Com vista sobre a cidade, Maria aponta um a um os prédios desocupados e inabitados, alguns dos 48 mil que fazem do município de Lisboa o líder dos alojamentos vagos (segundo o “Diagnóstico das Condições Habitacionais Indignas na Área Metropolitana de Lisboa”, feito por uma equipa na Faculdade de Arquitetura da Universidade de Lisboa e apresentado recentemente).

Esta paisagem revolta-lhe “as miudezas”, diz. Maria já não viu o prédio em frente do rés-do-chão exíguo e escuro em que agora habita com gente dentro. “Tiraram de lá as pessoas. Para quê, para ficar assim?” Assim é devoluto e com andaimes. Uns metros abaixo, a placa “for rent” dirige-se a outro público. Já os filhos dos moradores precisam de um cartão de acesso à zona histórica, pelo qual pagam “25 euros por ano” e que “só lhes dá direito a ficarem meia hora”.

À janela da porta com portada que dá para a Rua do Recolhimento, Maria atrai a curiosidade dos turistas. “Não estão à espera que viva aqui gente”, comenta.

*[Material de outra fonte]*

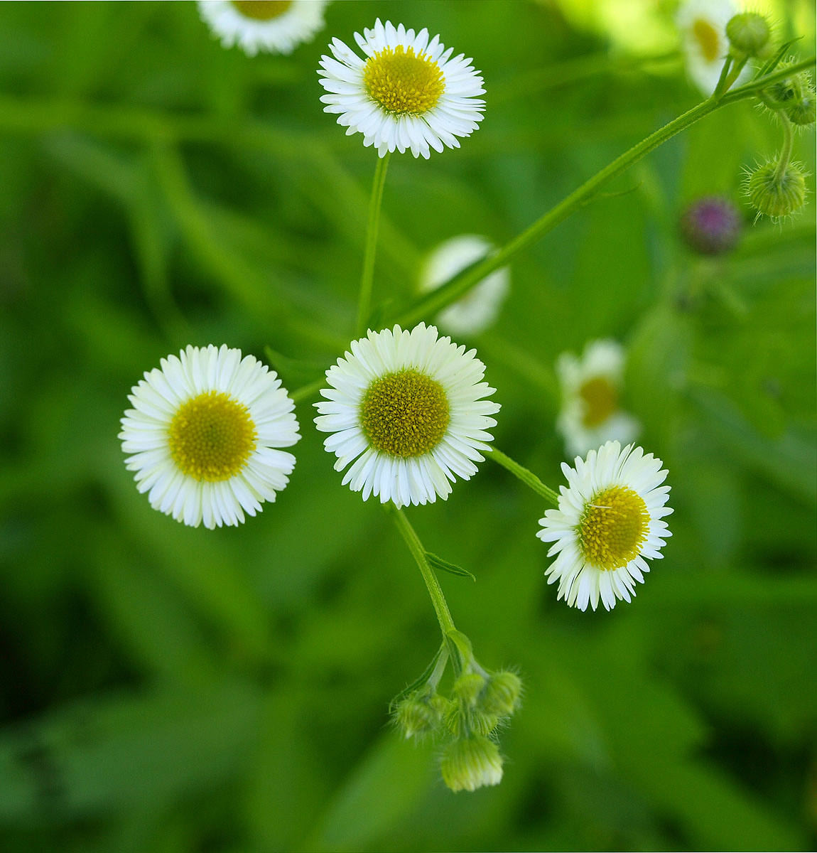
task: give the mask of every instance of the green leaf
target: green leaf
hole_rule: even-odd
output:
[[[447,560],[437,557],[436,554],[432,554],[431,551],[426,552],[426,558],[433,569],[442,569],[443,572],[448,572],[452,575],[459,575],[461,577],[470,577],[472,581],[477,579],[467,569],[463,569],[455,563],[449,563]]]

Proprietários, inquilinos, associações pelo direito à habitação e especialistas conseguem chegar a consenso sobre algumas das respostas para a crise da habitação, por exemplo o reforço da habitação pública, o maior apoio às rendas e o aproveitamento das casas devolutas.

A Assembleia da República debate hoje um diploma do PCP que prevê a criação de um regime para proteger a habitação própria e evitar situações de incumprimento, como forma de responder a um “problema gravíssimo” gerado pelo aumento das taxas de juro.

O debate decorre na véspera de uma reunião do Conselho de Ministros exclusivamente dedicada à habitação.